We will use this Gradescope Online Assignment as our worksheet for in-class work. These problems are coded as being worth points for our simplicity, but will not impact your grade in the course.

Question 2

It's easier to rule out the last option (E) since it is not a true statement. If the Stack were empty, top would be null. Since it being non-null is not always true, we know it's not an invariant.

The first four are a bit trickier. It turns out all of them are true statements, but not all of them would be considered an invariant. An invariant is something that is true about the state of a data structure that we rely on being true before each method is called, and make sure to preserve after each method is called. A and B describe two properties of our Stack that are true but are not statements about the state that we rely on. In some sense B is a side-effect of the fact that C is an invariant of our data structure!

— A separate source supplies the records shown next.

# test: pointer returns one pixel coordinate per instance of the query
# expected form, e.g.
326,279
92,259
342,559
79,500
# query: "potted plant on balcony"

Note this question is a bit of a "trick" and was meant more for discussion purposes. We don't have a pop-quiz of invariant or not, but wanted to get you in the mindset of thinking of invariants.

Question 3

Question 3.1

The state of the queue is defined by starting at front and going to back (potentially looping around to the beginning of the array). Since we specified both of these indices were inclusive, it should be front [16, 5, 7, 9, 15, 20] back.

Question 3.2

Removing a value from the Queue removes it from the front. Our implementation of ArrayQueueV2 would increase the front each time remove is called.

Question 3.3

Calling add when the array is full will cause a resize. We would make a new array of size 12 (it's common to double the size of the array) and copy the values over. Now that the new array is big enough, we would increase the back index for each addition adding the new number at the new back.

Question 4

Since we are looking to model a system where we want to process something in the order they are received, this sounds like a line or a Queue. A Stack would not work well here since popping can only be down for the last item pushed, not the item that came first. A List could also work, but we would argue that it's better to use a more descriptive data type here rather than a broader one. Unless you had reason to believe you would need the behaviors that List provides that Queue does not, choosing the Queue as the ADT better describes what aspects of the problem any particular implementation needs to be good at.